Genetic associations and phenotypic heterogeneity in the craniosynostotic rabbit

Abstract

Craniosynostosis (CS) is a disorder that involves the premature ossification of one or more cranial sutures. Our research team has described a naturally occurring rabbit model of CS with a variable phenotype and unknown etiology. Restriction-site associated DNA (RAD) sequencing is a genomic sampling method for identifying genetic variants in species with little or no existing sequence data. RAD sequencing data was analyzed using a mixed linear model to identify single nucleotide polymorphisms (SNPs) associated with disease occurrence and onset in the rabbit model of CS. SNPs achieving a genome-wide significance of p ≤ 5 x 10-8 were identified on chromosome 2 in association with disease occurrence and on chromosomes 14 and 19 in association with disease onset. Genotyping identified a coding variant in fibroblast growth factor binding protein 1 (FGFBP-1) on chromosome 2 and a non-coding variant upstream of integrin alpha 3 (ITGA3) on chromosome 19 that associated with disease occurrence and onset, respectively. Retrospective analysis of patient data revealed a significant inverse correlation between FGFBP-1 and ITGA3 transcript levels in patients with coronal CS. FGFBP-1 and ITGA3 are genes with roles in early development that warrant functional study to further understand suture biology.

Fig 1. Graphical representation of p values obtained from MLM analysis of RAD sequencing data.

Panels correspond to disease occurrence (1a, 1c) and age-of-onset (1b, 1d). For Manhattan plots (1a, 1b) the x axis corresponds to the genomic position of the autosomes and the y axis shows the −log10 of the p value. The horizontal red line corresponds to the genome-wide significance threshold of p ≤ 5 × 10⁻⁸. For regional association plots (1b, 1d) the x axis corresponds to the chromosomal position and the y axis shows the −log10 of the p value. Genes in the region are shown below (not to scale).

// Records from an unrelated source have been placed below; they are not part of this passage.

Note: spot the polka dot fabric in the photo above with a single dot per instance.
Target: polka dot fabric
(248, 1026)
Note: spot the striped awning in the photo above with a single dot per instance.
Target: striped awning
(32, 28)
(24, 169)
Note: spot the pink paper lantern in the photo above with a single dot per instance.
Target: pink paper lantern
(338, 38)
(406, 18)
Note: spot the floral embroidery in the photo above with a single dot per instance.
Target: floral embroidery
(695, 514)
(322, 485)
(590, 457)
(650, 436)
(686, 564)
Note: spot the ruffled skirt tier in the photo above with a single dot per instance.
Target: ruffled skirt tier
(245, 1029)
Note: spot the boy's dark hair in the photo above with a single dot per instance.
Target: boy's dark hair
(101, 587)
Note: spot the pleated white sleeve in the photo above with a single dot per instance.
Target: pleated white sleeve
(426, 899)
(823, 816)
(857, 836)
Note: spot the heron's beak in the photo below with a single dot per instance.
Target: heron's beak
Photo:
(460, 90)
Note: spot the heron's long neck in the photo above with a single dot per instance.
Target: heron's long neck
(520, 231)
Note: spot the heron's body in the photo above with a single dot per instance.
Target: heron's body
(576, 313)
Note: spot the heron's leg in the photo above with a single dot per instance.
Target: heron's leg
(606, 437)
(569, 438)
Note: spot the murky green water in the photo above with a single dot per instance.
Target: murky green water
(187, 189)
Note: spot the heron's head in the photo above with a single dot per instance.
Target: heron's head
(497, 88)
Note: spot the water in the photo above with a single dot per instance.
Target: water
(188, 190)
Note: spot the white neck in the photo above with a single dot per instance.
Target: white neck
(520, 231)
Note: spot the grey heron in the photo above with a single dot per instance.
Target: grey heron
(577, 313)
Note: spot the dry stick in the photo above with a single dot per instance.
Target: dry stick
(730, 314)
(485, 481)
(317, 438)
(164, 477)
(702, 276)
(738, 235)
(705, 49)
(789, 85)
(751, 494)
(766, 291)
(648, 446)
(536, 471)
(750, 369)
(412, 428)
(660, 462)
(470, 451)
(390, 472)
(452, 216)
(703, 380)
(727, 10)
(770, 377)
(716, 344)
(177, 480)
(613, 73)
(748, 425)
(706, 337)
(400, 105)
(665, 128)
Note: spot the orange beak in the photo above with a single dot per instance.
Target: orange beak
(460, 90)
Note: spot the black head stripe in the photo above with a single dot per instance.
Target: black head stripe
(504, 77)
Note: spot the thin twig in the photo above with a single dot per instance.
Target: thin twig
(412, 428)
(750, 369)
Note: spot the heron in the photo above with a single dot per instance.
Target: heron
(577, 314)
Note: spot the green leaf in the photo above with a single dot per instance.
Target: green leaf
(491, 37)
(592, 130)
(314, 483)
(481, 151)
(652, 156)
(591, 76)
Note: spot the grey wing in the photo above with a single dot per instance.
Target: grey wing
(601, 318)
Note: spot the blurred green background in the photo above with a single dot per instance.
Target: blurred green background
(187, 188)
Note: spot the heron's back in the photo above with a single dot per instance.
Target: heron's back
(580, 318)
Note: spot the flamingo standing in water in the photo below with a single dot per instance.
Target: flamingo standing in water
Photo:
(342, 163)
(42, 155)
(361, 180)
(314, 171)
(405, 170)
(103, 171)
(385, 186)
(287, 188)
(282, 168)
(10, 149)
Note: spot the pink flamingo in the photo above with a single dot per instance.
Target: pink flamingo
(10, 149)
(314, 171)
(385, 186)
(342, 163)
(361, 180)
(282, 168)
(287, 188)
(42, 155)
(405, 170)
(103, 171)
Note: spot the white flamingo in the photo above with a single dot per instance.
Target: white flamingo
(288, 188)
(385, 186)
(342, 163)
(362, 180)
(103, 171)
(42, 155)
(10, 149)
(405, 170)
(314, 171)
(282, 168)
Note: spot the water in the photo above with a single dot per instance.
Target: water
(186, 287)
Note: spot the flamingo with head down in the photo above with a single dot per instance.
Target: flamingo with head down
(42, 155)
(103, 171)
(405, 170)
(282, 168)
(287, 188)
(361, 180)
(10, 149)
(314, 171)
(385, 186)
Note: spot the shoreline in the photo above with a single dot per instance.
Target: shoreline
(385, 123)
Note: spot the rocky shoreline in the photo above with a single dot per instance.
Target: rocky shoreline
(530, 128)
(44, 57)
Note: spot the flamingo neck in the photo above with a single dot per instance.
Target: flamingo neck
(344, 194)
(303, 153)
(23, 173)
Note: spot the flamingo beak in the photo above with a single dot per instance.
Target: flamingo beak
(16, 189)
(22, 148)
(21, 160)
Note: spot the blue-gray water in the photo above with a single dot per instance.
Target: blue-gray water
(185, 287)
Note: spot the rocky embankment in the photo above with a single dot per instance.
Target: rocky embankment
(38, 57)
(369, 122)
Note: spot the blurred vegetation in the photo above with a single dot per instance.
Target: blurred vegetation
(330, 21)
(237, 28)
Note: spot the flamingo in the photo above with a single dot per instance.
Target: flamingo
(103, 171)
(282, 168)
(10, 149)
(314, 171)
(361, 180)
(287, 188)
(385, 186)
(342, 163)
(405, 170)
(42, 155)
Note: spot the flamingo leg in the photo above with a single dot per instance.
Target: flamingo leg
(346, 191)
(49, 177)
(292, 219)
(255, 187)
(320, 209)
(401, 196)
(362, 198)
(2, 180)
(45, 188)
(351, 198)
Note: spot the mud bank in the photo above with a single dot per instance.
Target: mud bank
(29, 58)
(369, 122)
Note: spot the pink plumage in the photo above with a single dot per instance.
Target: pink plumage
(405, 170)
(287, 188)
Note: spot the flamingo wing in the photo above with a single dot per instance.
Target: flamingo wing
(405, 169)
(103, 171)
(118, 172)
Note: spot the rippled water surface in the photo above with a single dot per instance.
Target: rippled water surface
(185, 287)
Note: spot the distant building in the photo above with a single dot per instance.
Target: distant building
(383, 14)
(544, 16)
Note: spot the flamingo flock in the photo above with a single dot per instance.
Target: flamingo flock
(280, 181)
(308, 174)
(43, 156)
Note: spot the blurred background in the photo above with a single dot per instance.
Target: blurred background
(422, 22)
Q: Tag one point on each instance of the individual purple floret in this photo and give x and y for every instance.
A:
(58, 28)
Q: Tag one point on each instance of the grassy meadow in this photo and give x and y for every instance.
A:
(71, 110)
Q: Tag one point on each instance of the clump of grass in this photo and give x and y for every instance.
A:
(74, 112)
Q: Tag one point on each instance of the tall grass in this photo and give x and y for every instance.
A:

Fig 2. Linkage disequilibrium pattern (D’) and minor allele frequencies (MAF) for disease occurrence (2a, 2b) and age-of-onset (2c, 2d).

Linkage blocks were identified in Haploview (2a, 2c). A standard color scheme is used to display LD with bright red color for very strong LD (LOD = 2 D' = 1), white color for no LD (LOD<2, D'<1), pink red (LOD = 2 D'<1), and blue (LOD<2 D' = 1) for intermediate LD. Analysis of Variance (ANOVA) revealed significant differences in allelic distribution for all groups within the linkage block on chromosome 2 and between EOS rabbits and all other populations within the linkage block on chromosome 19.

Fig 3. Pedigree of the CS rabbit colony.

Colony animals were retrospectively genotyped for an A → G transition located within the FGFBP-1 coding region at chromosomal position 2:6,430,107 and for a C → G transversion located upstream of ITGA3 at chromosomal position 19:37,599,083. Biallelic genotypes are reported for FGFBP-1/ITGA3. Color-coding for phenotype is summarized in the figure key.

Fig 4. Growth across the coronal suture by diagnosis and by genotype.

Radio-opaque amalgam markers anterior and posterior to the coronal suture during initial diagnosis at 10 days of age. Radiographic growth measurements were made at day 25 (■) and day 42 ($■$) as described in Methods. Two-way ANOVA revealed significant differences in growth rates when animals were grouped by diagnosis (4a). More granular distinctions were evident within the population when animals were grouped by genotype (4b). Progressive accumulation of variant alleles at the two loci correlated with increasing growth restriction. Significant growth restriction was evident in heterozygotes with the AG/CG genotype when compared to the reference AA/CC genotype (p < 0.001) or to the single variant AA/CG genotype (p < 0.05). Animals with the GG/CG genotype exhibited significantly different growth compared to all other groups (p ≤ 0.0001) and animals with the GG/GG genotype exhibited significantly different growth compared to all other groups (p ≤ 0.0001) as denoted by an asterisk (*).

Fig 5. FGFBP-1 expression negatively correlates with ITGA3 expression in patients with fusion of the coronal suture but not in patients with fusion of the metopic or sagittal sutures.

Scatter plots describing the correlation between FGFBP-1 and ITGA3 expression were prepared for a patient cohort consisting of 199 patients and controls [4]. Patient samples were associated with isolated fusion of the coronal, metopic, or sagittal sutures. No correlation was evident within the control population (5a). A significant (p ≤ 0.0155) negative correlation was evident in patients with isolated coronal suture fusion (5b). Correlation of gene expression with isolated metopic (5c) or sagittal (5d) suture fusion fell below the level of significance suggesting that this interaction may be unique to the coronal suture.